Names are a funny thing. I say this not just because I happen to have an unusual and yes, I admit, quirky last name, but because names signify so many different things about our world.

Names are often associated with reputation, position or ethnic background, and they are also among the first words spoken upon meeting someone we don't know. As I am new to Moses Lake, having just moved from Tacoma, I have had the privilege of introducing myself and becoming acquainted with people in my new community.

For those of you I have met, the name 'Hornberger' is perhaps familiar and creates an image in your mind of the person to whom the name belongs. But for many of you, the name does not mean much because no memory of that person (me), has been created. So I would like to take a moment and share a little bit about myself. Then you might have a better idea of who I am that goes beyond a name you see every day in the paper.

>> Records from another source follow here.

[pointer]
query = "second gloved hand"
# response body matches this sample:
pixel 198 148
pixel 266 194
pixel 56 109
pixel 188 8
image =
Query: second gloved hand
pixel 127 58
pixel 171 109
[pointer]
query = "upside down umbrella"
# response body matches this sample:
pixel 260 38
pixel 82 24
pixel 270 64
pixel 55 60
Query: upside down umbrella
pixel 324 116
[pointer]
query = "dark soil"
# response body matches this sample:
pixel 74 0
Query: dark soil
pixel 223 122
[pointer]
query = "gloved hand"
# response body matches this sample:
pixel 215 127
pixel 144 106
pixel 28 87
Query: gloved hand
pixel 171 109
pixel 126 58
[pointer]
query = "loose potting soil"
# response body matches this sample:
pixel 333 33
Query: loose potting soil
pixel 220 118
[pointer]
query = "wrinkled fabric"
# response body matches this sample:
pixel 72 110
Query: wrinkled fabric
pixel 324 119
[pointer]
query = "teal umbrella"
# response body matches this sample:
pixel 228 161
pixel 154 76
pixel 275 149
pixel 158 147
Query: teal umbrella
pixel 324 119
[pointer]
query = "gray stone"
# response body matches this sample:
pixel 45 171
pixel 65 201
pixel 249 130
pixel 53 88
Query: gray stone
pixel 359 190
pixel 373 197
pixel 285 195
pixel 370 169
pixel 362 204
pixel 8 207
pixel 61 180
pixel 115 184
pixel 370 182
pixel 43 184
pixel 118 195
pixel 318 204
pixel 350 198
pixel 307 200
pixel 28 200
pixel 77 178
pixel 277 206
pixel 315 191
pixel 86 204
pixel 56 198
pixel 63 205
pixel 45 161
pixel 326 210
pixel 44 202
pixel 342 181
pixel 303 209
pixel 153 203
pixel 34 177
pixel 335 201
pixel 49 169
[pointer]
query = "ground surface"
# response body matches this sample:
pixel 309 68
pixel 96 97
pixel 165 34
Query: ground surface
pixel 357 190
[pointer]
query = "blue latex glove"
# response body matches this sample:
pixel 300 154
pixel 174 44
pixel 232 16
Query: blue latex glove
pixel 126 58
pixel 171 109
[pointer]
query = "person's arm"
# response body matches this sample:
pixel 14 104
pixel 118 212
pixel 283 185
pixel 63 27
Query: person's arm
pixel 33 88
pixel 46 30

Like many of you, I too came from a small town. Located on the tip of the Kitsap Peninsula, across from Whidbey Island, Hansville, Wash., was my childhood stomping grounds. It is here that I had my first clown birthday party and ran naked through the sprinkler's in my family's backyard during the summer months in 80 degree weather, which was and still is considered "hot" in the western part of the state.

Three years later, in 1985 my younger sister, Beth, was born, making dress up and playing Barbies much more entertaining with a companion at my side! Now, 22 years later, having graduated from college and supposedly all "growed" up, my hobbies have changed quite a bit. I traded in my pink flower dress for a suit; my Barbies for a pen and paper to pursue one of my life's passion: writing.

I don't know where it will take me, but then again that is the exciting part. What I do know is that there is so much more to people and places besides a name and a reputation. When people ask me why I came to Moses Lake, a place considered by some to be a dot on the map in the middle of the desert, I reply, "because it is a place of new friendships and new opportunity. It is a place I now call home."